ICSE Class 8 Maths Chapter 18 Quadratic Equations

Chapter 18: Quadratic Equations

Quadratic Equation

An equation of the form \(ax^2 + bx + c = 0\), where a, b and c are real numbers and a ≠ 0, is called a quadratic equation in the variable x.

For Example:

\(x^2 - 3x + 2 = 0\) and \(6x^2 + x - 1 = 0\) are quadratic equations in the variable x.

A number α is a root (or solution) of the quadratic equation \(ax^2 + bx + c = 0\) if it satisfies the equation i.e. if \(aα^2 + bα + c = 0\).

For Example:

When we substitute x = 2 in the quadratic equation \(x^2 - 3x + 2 = 0\), we get \(2^2 - 3 \times 2 + 2 = 0\) i.e. \(4 - 6 + 2 = 0\) i.e. 0 = 0, which is true.
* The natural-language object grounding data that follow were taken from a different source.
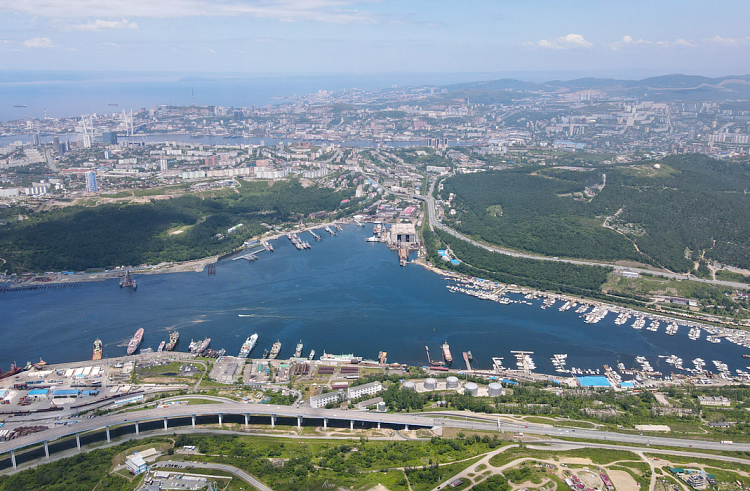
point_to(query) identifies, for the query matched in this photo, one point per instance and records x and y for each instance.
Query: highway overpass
(91, 430)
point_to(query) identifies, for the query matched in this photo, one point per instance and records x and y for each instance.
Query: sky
(363, 37)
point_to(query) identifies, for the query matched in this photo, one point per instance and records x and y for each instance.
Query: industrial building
(362, 390)
(323, 400)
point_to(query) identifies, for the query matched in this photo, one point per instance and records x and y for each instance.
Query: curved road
(418, 420)
(434, 223)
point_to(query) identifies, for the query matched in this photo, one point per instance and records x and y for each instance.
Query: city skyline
(349, 36)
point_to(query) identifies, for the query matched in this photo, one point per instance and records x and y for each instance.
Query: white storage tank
(495, 389)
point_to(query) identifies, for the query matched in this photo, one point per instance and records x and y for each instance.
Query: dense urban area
(602, 197)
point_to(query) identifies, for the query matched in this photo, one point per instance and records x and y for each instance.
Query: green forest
(78, 238)
(691, 207)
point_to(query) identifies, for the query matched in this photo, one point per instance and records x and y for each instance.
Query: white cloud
(99, 24)
(728, 41)
(39, 43)
(627, 40)
(335, 11)
(565, 42)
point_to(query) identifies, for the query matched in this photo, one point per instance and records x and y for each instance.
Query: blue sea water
(342, 296)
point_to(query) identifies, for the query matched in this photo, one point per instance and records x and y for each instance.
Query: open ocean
(342, 296)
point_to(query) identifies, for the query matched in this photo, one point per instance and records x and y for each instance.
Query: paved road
(434, 223)
(419, 420)
(221, 467)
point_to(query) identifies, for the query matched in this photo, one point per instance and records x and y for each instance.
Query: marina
(332, 297)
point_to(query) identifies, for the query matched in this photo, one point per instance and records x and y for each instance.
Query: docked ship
(97, 350)
(135, 342)
(128, 282)
(174, 336)
(447, 353)
(248, 346)
(13, 370)
(275, 350)
(350, 358)
(198, 348)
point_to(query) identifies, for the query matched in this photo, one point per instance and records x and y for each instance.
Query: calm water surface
(342, 296)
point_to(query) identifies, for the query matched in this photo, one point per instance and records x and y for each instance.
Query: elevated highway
(184, 415)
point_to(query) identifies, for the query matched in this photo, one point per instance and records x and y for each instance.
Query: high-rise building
(91, 182)
(109, 138)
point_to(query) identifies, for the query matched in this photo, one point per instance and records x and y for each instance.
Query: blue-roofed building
(64, 393)
(38, 394)
(594, 381)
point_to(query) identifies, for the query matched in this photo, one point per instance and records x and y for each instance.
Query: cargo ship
(135, 342)
(447, 353)
(174, 336)
(383, 357)
(350, 358)
(248, 346)
(13, 370)
(128, 282)
(198, 348)
(275, 350)
(97, 350)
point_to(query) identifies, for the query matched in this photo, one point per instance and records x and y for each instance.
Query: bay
(342, 296)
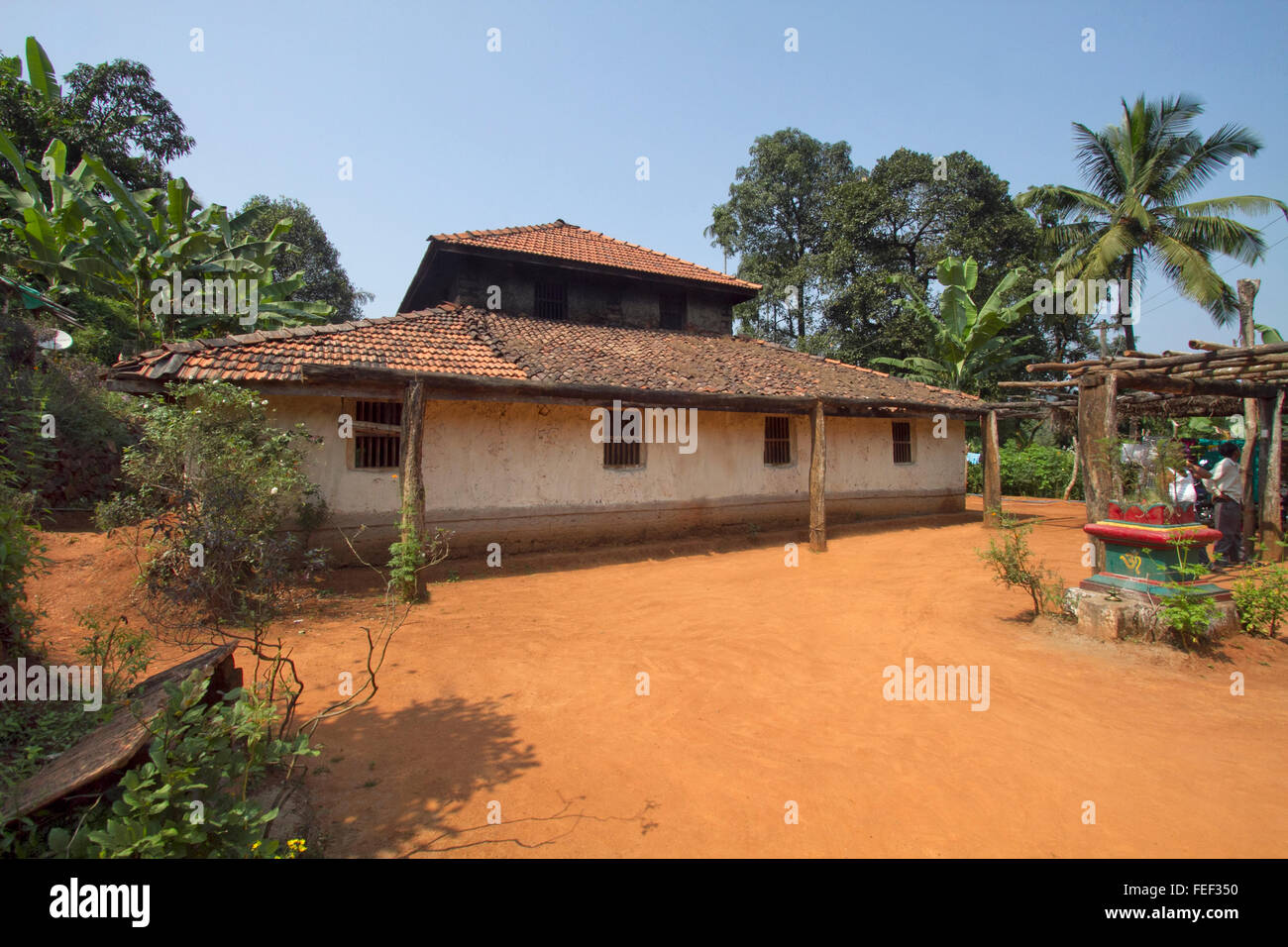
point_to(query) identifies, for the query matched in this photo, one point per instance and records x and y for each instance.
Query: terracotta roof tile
(565, 241)
(463, 342)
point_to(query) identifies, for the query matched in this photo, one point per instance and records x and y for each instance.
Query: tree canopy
(112, 110)
(312, 253)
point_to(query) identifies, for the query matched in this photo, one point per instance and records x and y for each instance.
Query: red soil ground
(518, 686)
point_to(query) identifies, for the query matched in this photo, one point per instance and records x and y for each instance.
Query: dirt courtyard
(513, 694)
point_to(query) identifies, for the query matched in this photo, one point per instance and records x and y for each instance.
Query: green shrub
(193, 796)
(412, 554)
(20, 558)
(214, 489)
(1261, 598)
(1186, 612)
(1034, 471)
(120, 651)
(1016, 566)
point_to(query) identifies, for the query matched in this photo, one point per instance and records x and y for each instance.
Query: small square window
(552, 300)
(619, 454)
(376, 434)
(901, 433)
(778, 441)
(673, 311)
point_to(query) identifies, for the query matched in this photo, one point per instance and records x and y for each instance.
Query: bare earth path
(514, 692)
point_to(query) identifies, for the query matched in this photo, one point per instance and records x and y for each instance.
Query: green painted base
(1136, 587)
(1154, 564)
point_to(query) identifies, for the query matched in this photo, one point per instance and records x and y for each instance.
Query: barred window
(673, 309)
(619, 454)
(376, 434)
(778, 441)
(901, 433)
(552, 300)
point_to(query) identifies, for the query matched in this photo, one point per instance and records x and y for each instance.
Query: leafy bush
(20, 558)
(1014, 566)
(217, 488)
(411, 554)
(1186, 612)
(192, 799)
(120, 651)
(1261, 598)
(90, 425)
(1034, 471)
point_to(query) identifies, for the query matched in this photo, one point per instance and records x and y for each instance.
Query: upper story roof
(562, 243)
(465, 347)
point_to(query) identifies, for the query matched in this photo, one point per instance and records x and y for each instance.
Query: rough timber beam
(816, 479)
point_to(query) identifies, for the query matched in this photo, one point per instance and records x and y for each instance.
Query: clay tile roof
(565, 241)
(467, 343)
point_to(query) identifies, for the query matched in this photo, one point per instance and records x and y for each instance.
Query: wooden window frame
(682, 300)
(550, 300)
(374, 438)
(618, 454)
(778, 446)
(909, 445)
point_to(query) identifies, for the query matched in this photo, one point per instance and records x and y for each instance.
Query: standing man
(1228, 499)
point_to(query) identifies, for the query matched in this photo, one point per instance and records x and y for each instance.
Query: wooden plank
(992, 474)
(412, 468)
(1271, 472)
(816, 479)
(1098, 440)
(116, 744)
(1250, 420)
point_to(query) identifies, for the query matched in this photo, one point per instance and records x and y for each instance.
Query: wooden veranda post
(816, 479)
(1098, 437)
(1271, 532)
(1250, 423)
(412, 522)
(992, 474)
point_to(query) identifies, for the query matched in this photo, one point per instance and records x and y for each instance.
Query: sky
(446, 136)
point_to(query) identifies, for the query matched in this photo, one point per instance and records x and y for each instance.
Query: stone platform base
(1104, 617)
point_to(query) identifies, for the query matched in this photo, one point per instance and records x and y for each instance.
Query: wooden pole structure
(412, 521)
(1250, 424)
(816, 479)
(1098, 440)
(992, 474)
(1271, 453)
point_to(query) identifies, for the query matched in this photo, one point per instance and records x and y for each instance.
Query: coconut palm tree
(1138, 174)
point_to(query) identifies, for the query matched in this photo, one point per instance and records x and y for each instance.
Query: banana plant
(966, 347)
(163, 254)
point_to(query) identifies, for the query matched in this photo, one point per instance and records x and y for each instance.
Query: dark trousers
(1229, 521)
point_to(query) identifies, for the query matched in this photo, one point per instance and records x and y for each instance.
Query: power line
(1236, 265)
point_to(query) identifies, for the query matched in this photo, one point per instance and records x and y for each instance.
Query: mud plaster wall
(532, 472)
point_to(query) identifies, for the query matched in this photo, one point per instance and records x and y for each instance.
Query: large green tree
(888, 232)
(312, 254)
(141, 247)
(111, 110)
(1137, 210)
(776, 222)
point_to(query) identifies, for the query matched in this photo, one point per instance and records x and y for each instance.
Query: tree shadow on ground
(399, 783)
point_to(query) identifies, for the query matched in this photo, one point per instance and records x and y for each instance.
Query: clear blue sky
(447, 137)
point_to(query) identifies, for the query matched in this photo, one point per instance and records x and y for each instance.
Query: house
(550, 386)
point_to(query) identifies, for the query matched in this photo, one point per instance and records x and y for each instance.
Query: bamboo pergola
(1206, 380)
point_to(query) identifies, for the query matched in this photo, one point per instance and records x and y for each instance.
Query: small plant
(1261, 598)
(412, 554)
(119, 650)
(192, 796)
(21, 557)
(1016, 566)
(1185, 611)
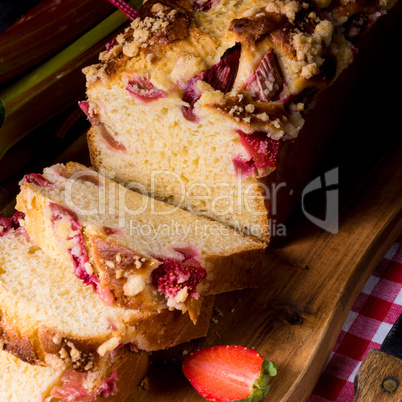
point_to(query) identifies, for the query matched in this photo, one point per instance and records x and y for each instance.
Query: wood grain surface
(379, 378)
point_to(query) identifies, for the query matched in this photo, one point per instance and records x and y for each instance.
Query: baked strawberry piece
(229, 373)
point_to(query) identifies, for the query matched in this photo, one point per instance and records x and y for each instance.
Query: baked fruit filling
(120, 273)
(116, 273)
(143, 90)
(7, 225)
(178, 279)
(73, 388)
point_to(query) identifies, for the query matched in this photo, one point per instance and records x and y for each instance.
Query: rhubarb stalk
(45, 92)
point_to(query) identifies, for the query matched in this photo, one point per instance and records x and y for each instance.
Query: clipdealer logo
(329, 183)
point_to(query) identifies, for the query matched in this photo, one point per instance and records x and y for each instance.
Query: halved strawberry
(229, 373)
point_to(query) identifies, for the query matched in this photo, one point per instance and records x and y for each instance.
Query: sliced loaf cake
(20, 381)
(137, 252)
(196, 100)
(48, 317)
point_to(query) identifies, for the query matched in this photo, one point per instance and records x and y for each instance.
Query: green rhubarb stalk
(28, 88)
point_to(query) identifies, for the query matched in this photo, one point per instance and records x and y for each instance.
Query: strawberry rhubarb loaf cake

Therefore, 2 is a root of the quadratic equation \(x^2 - 3x + 2 = 0\).

When we substitute x = 3 in the quadratic equation \(x^2 - 3x + 2 = 0\), we get \(3^2 - 3 \times 3 + 2 = 0\) i.e. \(9 - 9 + 2 = 0\) i.e. 2 = 0, which is wrong. Therefore, 3 is not a root of the quadratic equation \(x^2 - 3x + 2 = 0\).

Solving Quadratic Equations

Factorisation can be used to solve quadratic equations. The equation \(x^2 - 3x + 2 = 0\) can be written as (x - 1)(x - 2) = 0. This equation can be solved by using a property of real numbers called zero-product rule.

Zero-Product Rule

If a and b are two numbers or expressions and if ab = 0, then either a = 0 or b = 0 or both a = 0 and b = 0

Using this rule, the solutions of the equation (x - 1)(x - 2) = 0 can be obtained by putting each factor equal to zero and then solving for x. Thus, we get

x - 1 = 0 or x - 2 = 0

⟹ x = 1 or x = 2.

Hence, the solutions of the equation \(x^2 - 3x + 2 = 0\) are 1 and 2.

Method To Solve A Quadratic Equation By Factorisation

Proceed As Under:

- Clear all fractions and write the equation in the form \(ax^2 + bx + c = 0\).

- Factorise the left hand side into product of two linear factors.

- Put each linear factor equal to zero and solve the resulting linear equations.

Remark

The solutions (roots) may be checked by substituting in the original equation.

Example 1.

Solve: \(x^2 - 2x - 15 = 0\).

Solution.

Given \(x^2 - 2x - 15 = 0\)

⟹ \(x^2 - 5x + 3x - 15 = 0\)

⟹ \(x(x - 5) + 3(x - 5) = 0\)

⟹ (x - 5)(x + 3) = 0

⟹ x - 5 = 0 or x + 3 = 0

⟹ x = 5 or x = -3.

Hence, the roots of the given equation are 5, -3.

Example 2.

Solve: \(6x^2 + x - 1 = 0\).

Solution.

Given \(6x^2 + x - 1 = 0\)

⟹ \(6x^2 + 3x - 2x - 1 = 0\)

⟹ \(3x(2x + 1) - 1(2x + 1) = 0\)

⟹ (2x + 1)(3x - 1) = 0

⟹ 2x + 1 = 0 or 3x - 1 = 0

⟹ \(x = -\frac{1}{2}\) or \(x = \frac{1}{3}\).

Hence, the roots of the given equation are \(-\frac{1}{2}, \frac{1}{3}\).

Example 3.

Solve: \(9x^2 + 6x + 1 = 0\).

Solution.

Given \(9x^2 + 6x + 1 = 0\)

⟹ \(9x^2 + 3x + 3x + 1 = 0\)

⟹ \(3x(3x + 1) + 1(3x + 1) = 0\)

⟹ (3x + 1)(3x + 1) = 0

⟹ 3x + 1 = 0 or 3x + 1 = 0

⟹ \(x = -\frac{1}{3}\) or \(x = -\frac{1}{3}\).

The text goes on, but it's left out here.